__ Summary and Contributions__: This work describes a Q-learning with function approximation algorithm and
provides an upper bound on the samples required to converge to the optimal
policy in deterministic episodic MDPs.
Specifically, assuming Q\* can be approximated up to some error \delta with
approximation family F, the proposed algorithm converges to best policy linear
in the eluder dimensionality of F O(dim_E) trajectories. The proof depends on
an assumption of the size of the optimality gap \ro, which (informally) is the
difference of the return between the optimal action and the second best. The
upper bound holds for some error \delta, which is dependent on \ro.
The proof complements a lower bound found in previous work, providing a tight bound.

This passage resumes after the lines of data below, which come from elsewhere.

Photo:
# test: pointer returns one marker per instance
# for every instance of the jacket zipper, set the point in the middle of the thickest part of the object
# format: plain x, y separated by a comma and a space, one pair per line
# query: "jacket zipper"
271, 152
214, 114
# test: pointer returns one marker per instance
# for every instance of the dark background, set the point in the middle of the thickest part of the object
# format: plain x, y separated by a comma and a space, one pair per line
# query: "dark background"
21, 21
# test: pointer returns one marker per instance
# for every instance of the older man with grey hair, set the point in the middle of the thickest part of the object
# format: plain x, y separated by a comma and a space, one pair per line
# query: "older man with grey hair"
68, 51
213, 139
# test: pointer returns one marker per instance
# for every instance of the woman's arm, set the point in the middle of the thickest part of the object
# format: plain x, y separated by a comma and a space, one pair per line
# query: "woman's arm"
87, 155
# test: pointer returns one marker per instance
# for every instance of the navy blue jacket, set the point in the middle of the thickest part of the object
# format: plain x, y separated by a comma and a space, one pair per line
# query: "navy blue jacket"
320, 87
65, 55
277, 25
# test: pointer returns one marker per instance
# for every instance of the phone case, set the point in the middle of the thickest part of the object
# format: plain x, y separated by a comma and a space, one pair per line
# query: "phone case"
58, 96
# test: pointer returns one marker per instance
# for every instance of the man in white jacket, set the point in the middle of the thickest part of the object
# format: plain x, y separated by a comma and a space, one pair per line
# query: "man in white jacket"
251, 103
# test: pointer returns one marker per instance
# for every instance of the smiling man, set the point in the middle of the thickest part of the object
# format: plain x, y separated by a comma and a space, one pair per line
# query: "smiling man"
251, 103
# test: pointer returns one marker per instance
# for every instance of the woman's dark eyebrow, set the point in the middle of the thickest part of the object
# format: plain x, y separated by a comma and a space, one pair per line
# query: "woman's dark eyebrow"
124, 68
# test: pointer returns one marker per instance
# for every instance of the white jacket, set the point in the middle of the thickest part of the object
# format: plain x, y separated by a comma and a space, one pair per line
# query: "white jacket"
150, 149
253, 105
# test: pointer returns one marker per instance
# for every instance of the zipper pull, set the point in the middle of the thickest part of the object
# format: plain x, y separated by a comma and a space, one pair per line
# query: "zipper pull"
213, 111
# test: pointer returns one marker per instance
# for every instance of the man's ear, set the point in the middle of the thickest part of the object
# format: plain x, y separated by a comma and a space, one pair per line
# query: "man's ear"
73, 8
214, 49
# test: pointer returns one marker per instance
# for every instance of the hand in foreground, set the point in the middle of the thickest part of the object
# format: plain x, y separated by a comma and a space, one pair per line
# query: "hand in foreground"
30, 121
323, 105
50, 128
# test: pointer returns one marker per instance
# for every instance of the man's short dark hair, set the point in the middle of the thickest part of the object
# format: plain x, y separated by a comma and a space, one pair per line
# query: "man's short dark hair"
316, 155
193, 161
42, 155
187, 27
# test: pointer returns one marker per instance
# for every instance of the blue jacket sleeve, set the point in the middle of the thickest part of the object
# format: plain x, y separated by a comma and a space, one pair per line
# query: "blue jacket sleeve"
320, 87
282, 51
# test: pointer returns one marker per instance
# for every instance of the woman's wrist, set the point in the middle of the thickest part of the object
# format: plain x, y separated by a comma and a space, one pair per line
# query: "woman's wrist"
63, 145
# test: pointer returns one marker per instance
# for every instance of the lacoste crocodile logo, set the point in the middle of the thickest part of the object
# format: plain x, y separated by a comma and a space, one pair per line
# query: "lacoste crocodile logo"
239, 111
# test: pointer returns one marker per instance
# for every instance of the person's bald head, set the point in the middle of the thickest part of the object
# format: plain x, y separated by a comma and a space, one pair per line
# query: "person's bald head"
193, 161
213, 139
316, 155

__ Strengths__: Despite significant advances in RL thanks to function approximation, little is
known or proven about their theoretical properties. Better theoretical
understanding and insights in guarantees are crucial to both further
development and application of said RL. The authors provide an upper bound on
the sample efficiency of arbitrary approximation functions, and hence should be
important to the majority of the RL community.
The paper is well written and provide both a specific example for linear
function approximation and the more general case of arbitrary functions. Even a
reader unfamiliar with the topic (e.g. myself) was able to follow most of the
key arguments in the derivation and proof.
Lastly, this work is closely related to the current literature which, to the
best of my knowledge, are well documented and described.

__ Weaknesses__: The proof, as described by the authors themselves, depend on the assumption on
the gap optimality. The relationship between the approximation error and this
optimality gap is crucial, a larger approximation error requires a larger gap
to ensure the favorable properties. It is not entirely clear whether these
bounds are meaningful in practice.
Secondly, the algorithm for the general case requires an oracle to determine
the most uncertain action given a state for the approximation family F. While
it is argued that a similar oracle is used in previous work, it is not clear
whether this is more realistic than previous work dismissed by the authors in
related work ("Know-What-It-Knows" oracle in Li et al. 2011).
The proof applies only to deterministic systems, restricting its application
significantly. Note that similar proofs for more general stochastic MDPs seem
out of reach for now and unrealistic at the moment.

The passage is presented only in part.